August 23, 2021
Kayleigh Ward and Anna Wilcoxson each earned a Spring 2022 Dissertation Completion Fellowship from MSU.
The Graduate School created the Dissertation Completion Fellowship (DCF) to support doctoral students
in their last year. The purpose of the DCF is to help alleviate financial concerns so students may devote
themselves full time to writing and preparing to defend their dissertation. Each year the Graduate School
provides funding that makes available approximately 170 fellowships across the university. Colleges set
the conditions and application procedures for their DCFs and ultimately select their DCF recipients. The
Graduate School then disperses the awards to the recipients. Unlike a graduate assistantship, the DCF
does not include a tuition/fee waiver or health insurance.
Kayleigh is a Doctoral Candidate in Sociology and Environmental Science and Policy. Her research interests focus mainly on community development and sustainability in post-disaster communities, especially in Miyagi, Japan after the 2011 Great Tohoku Earthquake. She focuses on the intersection of disaster and environmental, social, and economic problems. She has several years of experience with NGOs in Japan and in the US. She currently collaborates with NGOs in the following areas: community sustainability and redevelopment, economic empowerment, and community organizing. Her dissertation research titled “Reviving community: building social recovery in rural post-disaster Japan,” focuses on how post-disaster, recovery difficulties in rural communities are a result of both social and economic woes. Her research questions are 1) How is resident social capital impacted by government focus on economic community redevelopment? And 2) How do declines in social capital affect resident’s, farmer’s, and fishermen’s ability to handle rural problems of unemployment, depopulation, out-migration, aging, and industry stagnation?

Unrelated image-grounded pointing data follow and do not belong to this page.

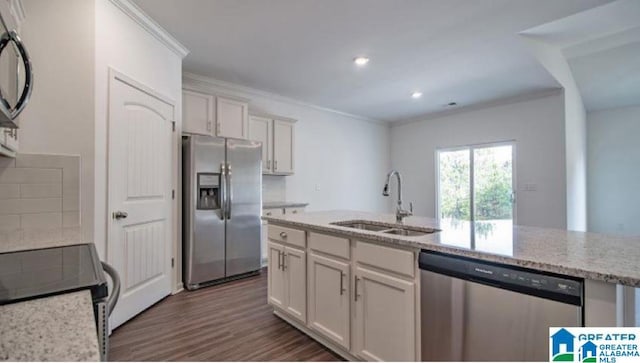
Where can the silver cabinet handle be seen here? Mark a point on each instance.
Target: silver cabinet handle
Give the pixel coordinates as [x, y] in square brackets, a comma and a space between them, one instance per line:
[223, 191]
[120, 215]
[229, 192]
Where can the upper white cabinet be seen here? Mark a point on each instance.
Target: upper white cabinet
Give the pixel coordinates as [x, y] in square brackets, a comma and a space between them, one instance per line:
[232, 118]
[278, 143]
[261, 129]
[205, 114]
[197, 113]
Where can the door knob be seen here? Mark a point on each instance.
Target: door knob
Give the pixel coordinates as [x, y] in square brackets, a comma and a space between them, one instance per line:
[120, 215]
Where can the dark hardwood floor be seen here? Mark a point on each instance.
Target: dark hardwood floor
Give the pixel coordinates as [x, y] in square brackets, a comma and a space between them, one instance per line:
[228, 322]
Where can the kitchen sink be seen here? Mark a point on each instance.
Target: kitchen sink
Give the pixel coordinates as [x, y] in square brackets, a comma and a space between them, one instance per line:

By inquiring about social capital, she uncovers the processes that lead to better or worse community recovery patterns which provide a window into how social development currently operates in rural post-disaster communities.

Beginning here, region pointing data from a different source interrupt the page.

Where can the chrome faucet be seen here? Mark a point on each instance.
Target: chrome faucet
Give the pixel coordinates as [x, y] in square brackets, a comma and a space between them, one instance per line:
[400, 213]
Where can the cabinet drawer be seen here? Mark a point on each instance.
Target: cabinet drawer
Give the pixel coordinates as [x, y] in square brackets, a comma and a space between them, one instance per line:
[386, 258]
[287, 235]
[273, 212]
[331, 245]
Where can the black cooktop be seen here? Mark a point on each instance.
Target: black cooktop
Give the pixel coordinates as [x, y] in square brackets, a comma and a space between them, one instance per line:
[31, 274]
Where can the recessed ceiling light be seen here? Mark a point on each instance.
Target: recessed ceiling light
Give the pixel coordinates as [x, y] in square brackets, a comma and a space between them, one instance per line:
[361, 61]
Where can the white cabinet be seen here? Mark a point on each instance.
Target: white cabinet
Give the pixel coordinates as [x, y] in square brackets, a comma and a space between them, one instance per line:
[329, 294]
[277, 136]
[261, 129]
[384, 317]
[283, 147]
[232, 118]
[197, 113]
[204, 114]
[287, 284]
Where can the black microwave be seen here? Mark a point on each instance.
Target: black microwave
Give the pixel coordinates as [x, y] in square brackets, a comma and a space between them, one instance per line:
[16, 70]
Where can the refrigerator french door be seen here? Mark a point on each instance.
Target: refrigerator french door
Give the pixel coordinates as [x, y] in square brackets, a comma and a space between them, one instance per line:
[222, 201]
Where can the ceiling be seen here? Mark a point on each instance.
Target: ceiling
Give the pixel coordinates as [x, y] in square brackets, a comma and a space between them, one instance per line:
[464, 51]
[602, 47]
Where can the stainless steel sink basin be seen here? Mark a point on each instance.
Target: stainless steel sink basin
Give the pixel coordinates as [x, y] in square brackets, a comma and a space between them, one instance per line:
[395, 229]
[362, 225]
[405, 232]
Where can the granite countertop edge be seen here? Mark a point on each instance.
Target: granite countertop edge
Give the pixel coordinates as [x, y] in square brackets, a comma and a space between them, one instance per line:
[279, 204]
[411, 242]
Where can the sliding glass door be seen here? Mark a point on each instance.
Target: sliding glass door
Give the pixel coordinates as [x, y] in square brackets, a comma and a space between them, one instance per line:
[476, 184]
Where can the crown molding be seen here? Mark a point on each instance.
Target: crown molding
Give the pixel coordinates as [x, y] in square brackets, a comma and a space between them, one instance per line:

Anna is in her fourth year of the Sociology PhD program at Michigan State University. Before coming to MSU, she received her M.A. in Sociology from Loyola University Chicago in 2017. Anna is a labor scholar with special interests in informal and precarious labor, workfare, race, and food studies. Anna’s past research has analyzed kitchen job training programs for recently-incarcerated and homeless individuals as part of the neoliberalization of welfare in the United States. Her current research is focusing on Latino immigrants’ experiences as kitchen workers in the restaurant industry in Detroit, Michigan. A previous career as a chef in the food industry fuels Anna’s passion for food and labor studies. She is originally from Winona Lake, Indiana and moved to Lansing from Chicago where she spent the last several years. In her free time, Anna enjoys cooking, playing soccer, backpacking with her family and friends, and cycling.